President Trump has been strongly critical of the World Health Organization (WHO) over its initial responses to the novel coronavirus and this, too, has highlighted the conspicuous divide between the US and international organizations under the Trump administration.
The partisan divide that has so prominently characterized US politics in recent years remains intact, and it is also becoming ever more apparent that opinions are divided within the administration and the Republican Party. President Trump said in a White House speech made on June 1 that he would not dismiss the possibility of deploying federal forces in order to rein in the anti-racial discrimination protests10, evoking criticism and doubt from within the administration and the Republican Party. Secretary of Defense Esper objected to the idea of deploying federal troops at a Department of Defense press conference on June 3. In a video message presented at the National Defense University's graduation ceremony on June 11, Chairman of the Joint Chiefs of Staff Milley, the US military's highest-ranking uniformed official, denounced racial discrimination and asserted that peaceful demonstrations were in accord with the principles of the US Constitution. On his having accompanied President Trump after the June 1 speech for a photo opportunity in front of St.
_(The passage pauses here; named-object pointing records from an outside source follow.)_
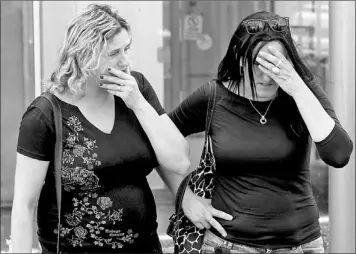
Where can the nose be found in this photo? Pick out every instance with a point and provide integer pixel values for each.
(123, 61)
(265, 77)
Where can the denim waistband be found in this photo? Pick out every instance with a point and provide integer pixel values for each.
(212, 239)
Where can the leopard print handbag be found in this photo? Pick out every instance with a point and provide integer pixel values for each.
(186, 236)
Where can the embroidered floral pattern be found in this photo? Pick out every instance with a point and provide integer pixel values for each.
(91, 212)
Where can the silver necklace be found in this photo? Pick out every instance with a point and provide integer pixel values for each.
(263, 119)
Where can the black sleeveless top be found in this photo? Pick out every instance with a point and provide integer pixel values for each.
(263, 173)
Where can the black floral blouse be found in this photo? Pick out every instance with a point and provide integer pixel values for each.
(107, 204)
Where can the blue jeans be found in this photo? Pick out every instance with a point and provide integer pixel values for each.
(214, 244)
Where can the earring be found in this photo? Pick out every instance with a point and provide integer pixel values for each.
(241, 68)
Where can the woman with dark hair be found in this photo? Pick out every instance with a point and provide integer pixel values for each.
(268, 111)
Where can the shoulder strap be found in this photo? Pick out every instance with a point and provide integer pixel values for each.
(211, 106)
(209, 116)
(57, 117)
(207, 144)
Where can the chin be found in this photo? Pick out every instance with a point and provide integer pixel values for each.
(267, 93)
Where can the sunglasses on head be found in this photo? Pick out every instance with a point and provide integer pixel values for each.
(277, 24)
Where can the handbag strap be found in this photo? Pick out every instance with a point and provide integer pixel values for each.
(57, 117)
(207, 142)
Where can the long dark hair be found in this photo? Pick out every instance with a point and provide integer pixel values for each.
(242, 45)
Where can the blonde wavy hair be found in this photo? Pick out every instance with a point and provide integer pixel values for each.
(85, 42)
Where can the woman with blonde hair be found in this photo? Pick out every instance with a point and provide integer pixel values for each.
(115, 132)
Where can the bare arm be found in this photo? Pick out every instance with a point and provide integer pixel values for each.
(29, 178)
(319, 123)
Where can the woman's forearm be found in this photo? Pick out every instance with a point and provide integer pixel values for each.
(170, 146)
(171, 179)
(317, 120)
(21, 229)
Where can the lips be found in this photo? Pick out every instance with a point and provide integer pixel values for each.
(266, 84)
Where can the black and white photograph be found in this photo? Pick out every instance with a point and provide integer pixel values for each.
(182, 126)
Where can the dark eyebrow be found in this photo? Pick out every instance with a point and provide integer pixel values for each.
(114, 51)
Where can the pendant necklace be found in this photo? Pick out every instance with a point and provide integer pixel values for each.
(263, 119)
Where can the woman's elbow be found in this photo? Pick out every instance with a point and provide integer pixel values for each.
(340, 158)
(179, 166)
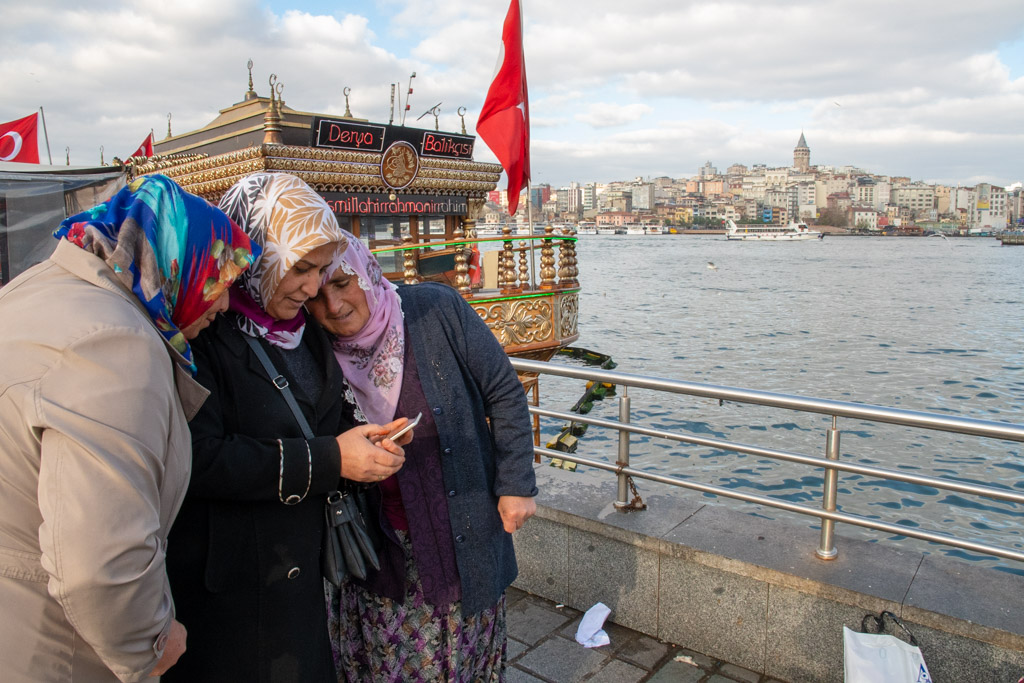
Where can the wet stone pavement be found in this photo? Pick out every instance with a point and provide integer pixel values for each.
(542, 647)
John's Church once the demonstrators gathered in Lafayette Square north of the White House had been dispersed using tear gas and other means, Milley noted that his presence had given the mistaken impression that the military was involved in domestic politics and said, "I should not have been there...it was a mistake...11". Former Defense Secretary Mattis also garnered attention for a statement disapproving of President Trump's actions, saying that the president was causing division between the people and the military responsible for protecting the people and intentionally exacerbating this national division, and harshly criticizing the president for lacking mature leadership12. Republican Senator Murkowski of Alaska agreed with Mattis' remarks and expressed uncertainty about being able to support Trump's reelection.
Divisions in the US, stemming from the partisan divide and amplified by President Trump's behavior, are already apparent at every level. With the convergence of two historic developments - a coronavirus pandemic and growing protests against racial discrimination - these divisions seem to be aggravating social upheaval. As people continue to suffer from the ever-changing disruptions, a long-term perspective will be needed to discern what solutions US politics can formulate to calm social unrest and ultimately how American democracy will demonstrate its resilience in the midst of unprecedented social turmoil.